New York Mayor Michael Bloomberg is famous for many things but perhaps infamous for his ban on soft drinks. Coke and Pepsi, along with other major soft drink makers, have been taking it on the chin for their contribution to the obesity crisis in this country. Fast food restaurants such as McDonald’s have not avoided scrutiny for their rather large servings of pop. What’s the big deal? It’s just sugar water, right? Yes and some other things. Let’s explore some truths about these drinks:

  • Soft drinks contribute to obesity due to their sugar content – it’s right on the label. On average there are 33 grams of sugar in a 12-ounce can of pop. That is the equivalent of 8 1/4 teaspoons of sugar. If you walked into your kitchen and scooped out 8 teaspoons of sugar that’s what’s going into your body.
  • Consuming sugary drinks ups the chance of type II diabetes by 26% – direct sugar consumption is one of the highest contributors to developing type II diabetes. A 2010 study published in Diabetes Journal found that just one to two drinks a day ups the chances of developing this deadly [preventable] condition.
  • Soda can be used as a cleaning agent – I’ve heard people who work on cars say they use soft drinks to clean the corrosion off of car batteries. If you search on the internet you can find all manner of cleaning tips using Soda, including cleaning your toilet.
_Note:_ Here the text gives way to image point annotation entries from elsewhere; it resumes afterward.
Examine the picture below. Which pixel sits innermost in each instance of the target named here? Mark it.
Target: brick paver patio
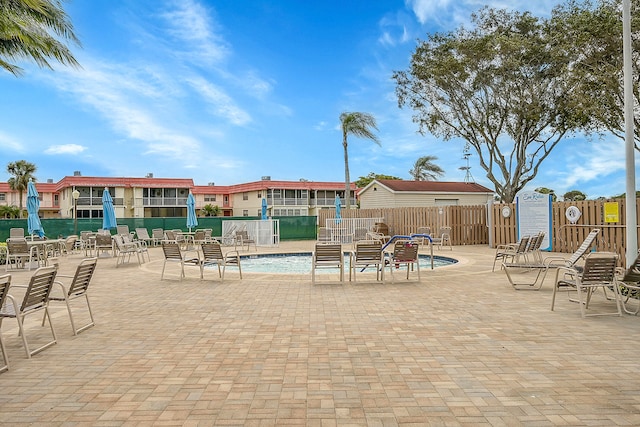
(459, 348)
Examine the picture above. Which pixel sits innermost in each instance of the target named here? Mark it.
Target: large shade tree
(21, 172)
(34, 30)
(500, 86)
(425, 169)
(360, 125)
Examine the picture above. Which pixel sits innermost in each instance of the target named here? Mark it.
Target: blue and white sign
(533, 215)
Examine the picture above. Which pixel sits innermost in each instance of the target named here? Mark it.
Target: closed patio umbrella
(33, 206)
(192, 220)
(109, 214)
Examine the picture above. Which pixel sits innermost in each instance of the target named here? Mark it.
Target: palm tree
(34, 29)
(425, 170)
(360, 125)
(22, 172)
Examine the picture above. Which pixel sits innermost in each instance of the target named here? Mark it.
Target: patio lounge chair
(327, 255)
(599, 271)
(443, 238)
(629, 284)
(511, 251)
(405, 252)
(19, 253)
(172, 253)
(212, 255)
(368, 253)
(5, 282)
(16, 232)
(76, 289)
(124, 250)
(157, 234)
(143, 235)
(541, 269)
(36, 299)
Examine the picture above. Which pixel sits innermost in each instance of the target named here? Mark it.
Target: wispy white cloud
(193, 29)
(65, 149)
(9, 144)
(222, 105)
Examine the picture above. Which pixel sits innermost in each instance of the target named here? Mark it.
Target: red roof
(434, 186)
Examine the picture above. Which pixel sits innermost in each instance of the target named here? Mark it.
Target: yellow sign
(611, 212)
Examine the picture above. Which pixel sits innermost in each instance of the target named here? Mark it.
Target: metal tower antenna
(467, 177)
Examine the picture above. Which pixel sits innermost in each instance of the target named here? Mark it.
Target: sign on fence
(533, 215)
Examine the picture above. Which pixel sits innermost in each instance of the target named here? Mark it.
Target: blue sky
(229, 91)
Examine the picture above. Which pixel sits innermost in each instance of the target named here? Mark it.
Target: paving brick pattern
(461, 347)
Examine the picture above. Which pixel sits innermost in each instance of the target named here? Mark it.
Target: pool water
(300, 263)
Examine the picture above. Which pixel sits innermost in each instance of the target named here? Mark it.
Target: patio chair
(511, 251)
(5, 282)
(443, 238)
(324, 234)
(242, 238)
(368, 253)
(103, 243)
(16, 232)
(172, 253)
(124, 229)
(629, 284)
(36, 299)
(76, 289)
(598, 272)
(541, 269)
(143, 235)
(157, 234)
(405, 252)
(20, 253)
(69, 244)
(327, 255)
(124, 250)
(212, 255)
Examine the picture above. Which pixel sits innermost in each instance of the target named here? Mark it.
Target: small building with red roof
(392, 193)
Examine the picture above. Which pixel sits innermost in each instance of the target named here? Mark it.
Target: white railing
(265, 232)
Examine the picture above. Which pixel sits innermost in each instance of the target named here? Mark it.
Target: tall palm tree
(36, 30)
(360, 125)
(22, 172)
(425, 170)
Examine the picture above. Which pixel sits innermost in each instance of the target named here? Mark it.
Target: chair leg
(5, 358)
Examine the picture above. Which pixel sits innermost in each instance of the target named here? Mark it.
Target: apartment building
(166, 197)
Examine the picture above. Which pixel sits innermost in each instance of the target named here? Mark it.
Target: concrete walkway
(461, 347)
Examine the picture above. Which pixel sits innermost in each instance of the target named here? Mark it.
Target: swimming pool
(300, 263)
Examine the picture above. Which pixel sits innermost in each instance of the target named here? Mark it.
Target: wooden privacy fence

Now there are all sorts of things we consume that are also good cleaning agents that aren’t bad for us like lemons. What makes pop such a good cleaning agent is the phosphoric acid. This chemical has potentially been linked to osteoporosis, kidney disease and erosion of tooth enamel.
  • Diet soda may be making you sick or worse – it may not contain sugar, but it does contain aspartame which has been identified as a possible contributor to conditions such as multiple sclerosis. Also, the brain doesn’t distinguish between artificial sugar and real sugar. Once the brain senses something sweet the same processes are triggered as if it were real sugar. I’ll get into artificial sweetners in more detail in a later post, but it’s important to know now that the FDA recognizes aspartame poisoning as a legitimate threat to health as shown in this very dry, but informative document posted on the FDA’s website. It says right in the document aspartame poisoning can often be misdiagnosed as epilepsy, brain tumors, Parkinson’s, the list is long. This information has been out there since the mid 90’s.
  • High fructose corn syrup has the same effect as sugar – you may have seen commercials lately laying out the benefits of high fructose corn syrup. Again, I’ll get into this in more detail in a later post, but this is simply sugar in another form. It’s not better for you and it still mimics the effects of sugar on your body and in your brain.

An occasional soda isn’t harmful. Again, it’s all about moderation. If you’re drinking cans a day you should consider this information and break the habit. I used to loooove, pop. Every now and again, I enjoy one. After you break the habit it really doesn’t taste the same. It tastes like dirty water. Also, it’s better just to have the real thing…the sugar that is.